I love doing both domestic and international research, and I’m fortunate that I’ve been able to keep a foot in each of these fields throughout my career.

Marta Bornstein

Bornstein spent the next couple of years working in program evaluation and strategy consulting for nonprofit organizations before getting the itch to work abroad again. She traveled Tanzania to help launch a maternal and child health program followed by a two-year fellowship in STD prevention with the Centers for Disease Control and Prevention in Atlanta.

“During my time at the CDC, I dug more into reproductive health and family planning, along with STD prevention,” Bornstein says. “I really enjoyed being involved with public health programming, but I also realized that I loved doing research, so I decided to return to school to pursue a doctoral degree.”

At the University of California, Los Angeles, Bornstein studied community health sciences with an emphasis on sexual and reproductive health – particularly as it relates to fertility, infertility, and contraceptive use. Bornstein conducted research locally, specifically examining the reproductive health needs of women in methadone treatment in Los Angeles. For her dissertation research, she shifted her focus to global health once more by studying perceptions and experiences of (in)fertility, contraception and reproductive health outcomes in Malawi, enhancing an existing cohort study using qualitative and quantitative methods.

"Infertility is often overlooked in studying sexual and reproductive health, particularly in global health, prompting me to study this critical issue,” Bornstein says. “I love doing both domestic and international research, and I’m fortunate that I’ve been able to keep a foot in each of these fields throughout my career.”

Marta Bornstein
Marta Bornstein is an assistant professor in the Department of Health Promotion, Education, and Behavior. 

After her 2021 graduation, she moved back to the Midwest to conduct research as a President’s Postdoctoral Scholar in the Division of Epidemiology at The Ohio State University. Here, she continued working on projects related to reproductive health and launched two new studies to understand perceptions and experiences of fertility and infertility in LGBTQ+ populations. Bornstein also began collaborating with OPEN, studying how reproductive health and abortion-related policy impacts access for various groups.

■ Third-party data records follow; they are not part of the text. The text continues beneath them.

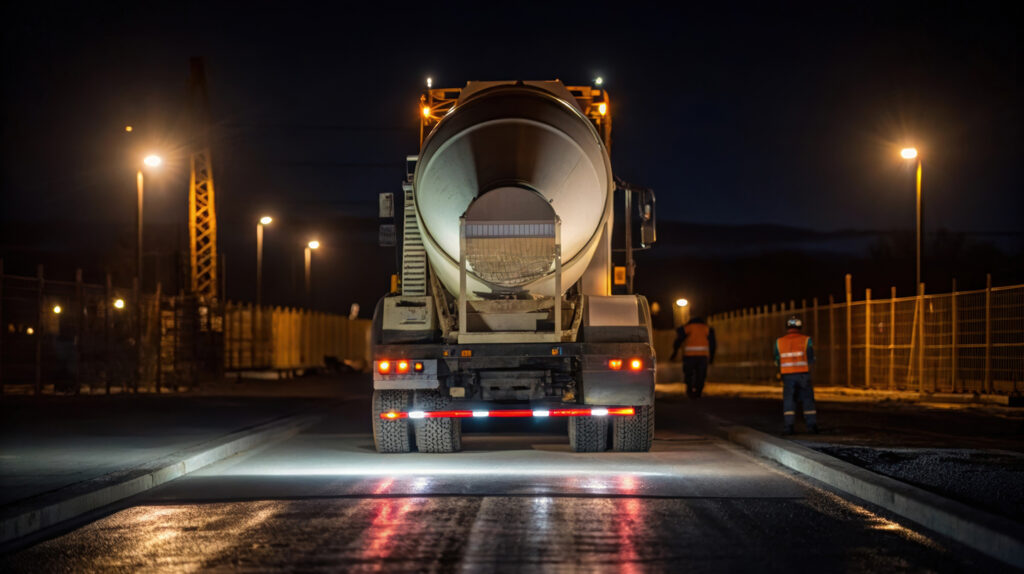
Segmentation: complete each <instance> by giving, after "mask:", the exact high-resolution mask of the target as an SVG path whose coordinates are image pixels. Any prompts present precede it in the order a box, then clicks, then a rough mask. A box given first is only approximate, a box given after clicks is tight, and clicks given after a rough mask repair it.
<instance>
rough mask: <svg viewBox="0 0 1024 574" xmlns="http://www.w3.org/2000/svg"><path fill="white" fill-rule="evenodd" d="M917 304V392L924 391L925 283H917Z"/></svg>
mask: <svg viewBox="0 0 1024 574" xmlns="http://www.w3.org/2000/svg"><path fill="white" fill-rule="evenodd" d="M918 306H919V307H921V313H920V317H921V322H920V323H919V324H920V325H921V328H920V330H919V333H918V340H919V341H920V342H921V344H920V346H919V348H920V349H921V352H919V353H918V393H924V392H925V283H924V282H922V283H921V284H920V285H918Z"/></svg>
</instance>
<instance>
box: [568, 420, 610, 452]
mask: <svg viewBox="0 0 1024 574" xmlns="http://www.w3.org/2000/svg"><path fill="white" fill-rule="evenodd" d="M569 446H571V447H572V450H573V451H575V452H604V451H605V450H607V449H608V420H607V418H605V417H603V416H569Z"/></svg>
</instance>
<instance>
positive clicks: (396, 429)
mask: <svg viewBox="0 0 1024 574" xmlns="http://www.w3.org/2000/svg"><path fill="white" fill-rule="evenodd" d="M411 399H412V393H410V392H409V391H374V399H373V408H372V410H373V417H374V446H375V447H377V452H411V451H412V450H413V432H412V431H413V429H412V426H411V425H410V424H409V420H408V418H399V420H397V421H384V420H383V418H381V413H382V412H388V411H390V410H402V411H406V410H409V405H410V403H411V402H412V400H411Z"/></svg>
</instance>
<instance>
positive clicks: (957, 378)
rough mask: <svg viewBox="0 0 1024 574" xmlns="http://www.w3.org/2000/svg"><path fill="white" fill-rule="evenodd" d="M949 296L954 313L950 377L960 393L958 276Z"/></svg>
mask: <svg viewBox="0 0 1024 574" xmlns="http://www.w3.org/2000/svg"><path fill="white" fill-rule="evenodd" d="M949 297H950V299H949V305H950V308H951V311H952V313H951V314H952V317H951V320H950V328H951V330H952V342H951V343H952V353H951V355H952V363H953V364H952V365H951V367H952V368H951V369H950V377H951V379H952V381H951V383H952V388H953V392H954V393H958V392H959V389H958V388H957V387H958V386H959V381H958V380H959V378H958V377H956V363H957V362H959V352H958V349H957V348H956V343H957V341H956V335H957V333H956V332H957V328H956V277H953V291H952V293H951V294H949Z"/></svg>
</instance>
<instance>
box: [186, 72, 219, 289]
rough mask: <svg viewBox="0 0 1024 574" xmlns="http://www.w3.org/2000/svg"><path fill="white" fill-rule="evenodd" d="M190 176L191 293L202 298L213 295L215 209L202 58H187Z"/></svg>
mask: <svg viewBox="0 0 1024 574" xmlns="http://www.w3.org/2000/svg"><path fill="white" fill-rule="evenodd" d="M189 64H190V73H189V75H188V96H189V100H188V103H189V108H188V113H189V122H190V126H189V129H190V132H191V134H190V135H191V142H190V146H191V149H190V154H191V158H190V162H189V164H190V175H189V178H188V251H189V255H190V263H191V292H193V293H194V294H196V295H198V296H200V297H201V298H203V299H205V300H206V301H212V300H214V299H216V298H217V295H218V290H217V285H218V284H219V283H218V280H217V279H218V277H217V211H216V195H215V194H214V186H213V165H212V161H211V157H210V136H209V132H210V101H209V96H208V95H207V91H206V72H205V70H204V65H203V59H202V58H199V57H194V58H191V60H190V61H189Z"/></svg>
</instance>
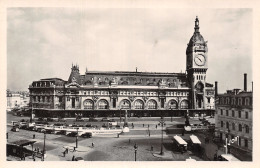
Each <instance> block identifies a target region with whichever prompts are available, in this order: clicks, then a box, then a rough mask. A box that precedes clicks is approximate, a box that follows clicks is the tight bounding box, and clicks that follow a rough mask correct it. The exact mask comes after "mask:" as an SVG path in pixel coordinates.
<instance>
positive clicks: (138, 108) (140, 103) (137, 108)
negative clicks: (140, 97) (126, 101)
mask: <svg viewBox="0 0 260 168" xmlns="http://www.w3.org/2000/svg"><path fill="white" fill-rule="evenodd" d="M134 105H135V109H144V103H143V101H141V100H136V101H135V104H134Z"/></svg>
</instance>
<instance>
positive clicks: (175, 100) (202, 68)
mask: <svg viewBox="0 0 260 168" xmlns="http://www.w3.org/2000/svg"><path fill="white" fill-rule="evenodd" d="M198 22H199V21H198V18H196V20H195V32H194V35H193V36H192V38H191V40H190V42H189V45H188V47H187V64H188V66H187V73H153V72H138V71H137V70H136V71H135V72H129V71H128V72H123V71H113V72H111V71H88V70H87V69H86V71H85V73H84V74H83V75H81V74H80V72H79V66H78V65H72V68H71V74H70V76H69V78H68V81H65V80H62V79H59V78H49V79H41V80H39V81H34V82H33V83H32V84H31V85H30V87H29V90H30V96H31V103H32V107H33V109H34V111H35V112H36V113H38V114H41V115H42V114H47V116H59V115H62V116H63V117H74V116H75V115H77V113H80V114H82V115H83V116H86V117H89V116H117V115H118V113H120V112H121V110H126V109H127V111H128V112H129V115H132V116H161V115H164V116H169V115H171V116H180V115H185V114H186V113H187V110H189V112H191V113H193V112H194V113H195V112H196V113H200V112H201V111H203V112H202V113H206V114H208V115H211V113H213V110H214V108H215V107H214V87H213V85H211V84H209V83H206V70H207V68H208V63H207V62H208V56H207V52H208V50H207V44H206V42H205V41H204V39H203V37H202V36H201V35H200V33H199V32H198ZM197 38H198V39H199V40H196V39H197ZM193 46H197V47H193ZM198 53H200V57H199V61H200V59H203V58H204V59H205V62H203V63H200V62H197V61H198V60H197V59H198V58H197V54H198ZM193 62H194V63H193ZM198 111H200V112H198ZM36 116H37V114H36ZM39 116H40V115H39Z"/></svg>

Since she joined USC last fall, she has continued working to understand the sexual and reproductive health needs of LGBTQ+ people and is looking at abortion in the United States’ changing environment. She chose the Arnold School for her first academic appointment because of the collaborative nature of her department, which is known for conducting both international and domestic research. Its location in the Southeast also provides opportunities to conduct her research in a setting that uniquely impacts the populations and issues she studies.

“We are extremely fortunate that Dr. Bornstein has joined us in HPEB,” says department chair Daniela Friedman. “Her research expertise focused on sexual and reproductive health using a reproductive justice framework is critically important and timely. We are thrilled to have Dr. Bornstein teaching and mentoring students in the department and school.”

Bornstein has already met other faculty across the university whose interests overlap with hers and is looking forward to collaborations. She is also excited to work with students, who are invited to reach out about opportunities for involvement in her projects.